ARTIGO | DESAFIOS DAS STARTUPS EM VENTURE CAPITAL E PRIVATE EQUITY
10/02/2022
Os anos recentes têm sido memoráveis para o universo das startups no Brasil e confirmam que o capital investido está sendo direcionado, em grande medida, para projetos ainda em fase de consolidação, mas que demonstrem elevado potencial de crescimento. Alguns entraves e peculiaridades do contexto brasileiro, contudo, indicam que setor tem avançado aquém de suas potencialidades.
Recente estudo da Associação Brasileira de Private Equity e Venture Capital no Brasil (Abvcap) revelou que, apesar das restrições de convívio social impostos pela pandemia da covid-19, o ano de 2020 foi marcado por recordes históricos de investimento na indústria de Private Equity: R$ 24,4 bilhões de reais foram investidos em 259 empresas – um crescimento de quase 80% contra 2018.
Os investimentos de Venture Capital (VC) relacionam-se a aportes em empresas de pequeno ou médio porte, sobretudo startups que estão em fase de consolidação de seus negócios.
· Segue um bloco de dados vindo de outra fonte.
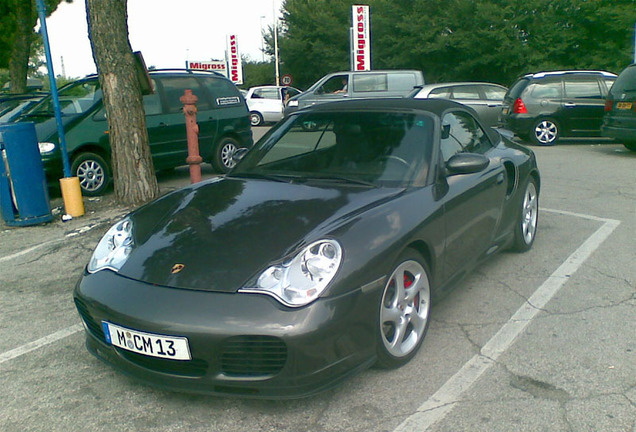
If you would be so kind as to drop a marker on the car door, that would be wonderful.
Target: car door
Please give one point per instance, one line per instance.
(583, 105)
(472, 202)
Por outro lado, os investimentos de Private Equity (PE) relacionam-se a aportes de capital em companhias que não tem o capital aberto e geralmente dão-se por meio de fundos de investimento em participações, modalidade regrada pela CVM. Nesse caso tem-se negócios mais consolidados no mercado que provavelmente em curto espaço de tempo abrirão seu capital em bolsa.
O estudo revelou que R$ 14,8 bilhões de reais foram investidos em 2020 por VC contra R$ 9,8 bilhões em PE. A leitura que se faz é: os investidores, no Brasil, apostam em negócios ainda em fase de consolidação e, majoritariamente, em startups.
Os números, contudo, ainda se mostram tímidos perto da fatia do PIB brasileiro. Enquanto em 2020 os investimentos representaram somente 0,35% do PIB Brasileiro, nos EUA os investimentos de Venture Capital e Private Equity chegaram a 1,60%.
E é sobre as causas pelas quais o setor ainda não avançou o que poderia, que devem centrar-se as atenções.
Do ponto de vista regulatório, o emaranhado de agências reguladoras, a legislação complexa e pouco clara, com má técnica legislativa, e o conjunto rebuscado de regras regulatórias impedem que os negócios no Brasil se desenvolvam com um nível razoável (e não exagerado) de interferência estatal que não engessem excessivamente novos negócios.
São louváveis iniciativas recentes como os sandboxes regulatórios realizados pela Susep, pela CVM, pelo Banco Central (BC) e por outras agências, que permitem que novos negócios sejam testados com menor interferência estatal, em um ambiente controlado e sem comprometer a segurança do usuário final.
Os empreendedores, por sua vez, também precisam fazer um mea culpa. Do ponto de vista de governança corporativa percebe-se que pequenos negócios não têm incentivo para que se organizem internamente em termos contábil, jurídico e fiscal e estejam prontos a receber investimentos de grupos multinacionais, organizados corporativamente e altamente preocupados com a sofisticação dos processos internos das companhias. Quanto mais processos internos, menor o risco, maior o investimento.
Não é raro no Brasil notar que o empreendedor se preocupa majoritariamente com a sua ideia, com o seu produto final, dedicando, entretanto, pouca energia e investimento para organizar a casa antes de procurar investidores. A segurança jurídica é fator-chave para garantir a atratividade no negócio. A consequência do baixo grau de governança é a desvalorização do negócio com um valuation impactado negativamente pelo baixo grau de organização corporativa.
No retrovisor, a imagem é otimista: o volume de investimentos cresceu, os sandboxes regulatórios são uma esperança e a legislação aperfeiçoou-se. Vide, por exemplo, a promulgação da Lei Geral de Proteção de Dados Pessoais (LGPD), o Marco Legal das Startups e o Marco Civil da Internet. No horizonte, a imagem é de um terreno fértil de oportunidades que precisa ser regado pelo Estado.
São imprescindíveis reformas profundas na estrutura do Estado Brasileiro – sobretudo pela tributária – para que o Brasil seja definitivamente o paraíso das startups e a população se beneficie com um alto grau de inovação tecnológica e sofisticação dos serviços típicos dos agentes inovadores. A chegada do 5G deve ser o estopim para que o Estado acolha, exemplarmente, ideias inovadoras na velocidade que a vida moderna requer.
*João Quinelato é sócio de direito digital do Chalfin, Goldberg e Vainboim (CGV) Advogados e professor de direito digital no IBMEC.
As opiniões neste espaço refletem a visão dos especialistas e executivos de mercado, e não a do Finsiders.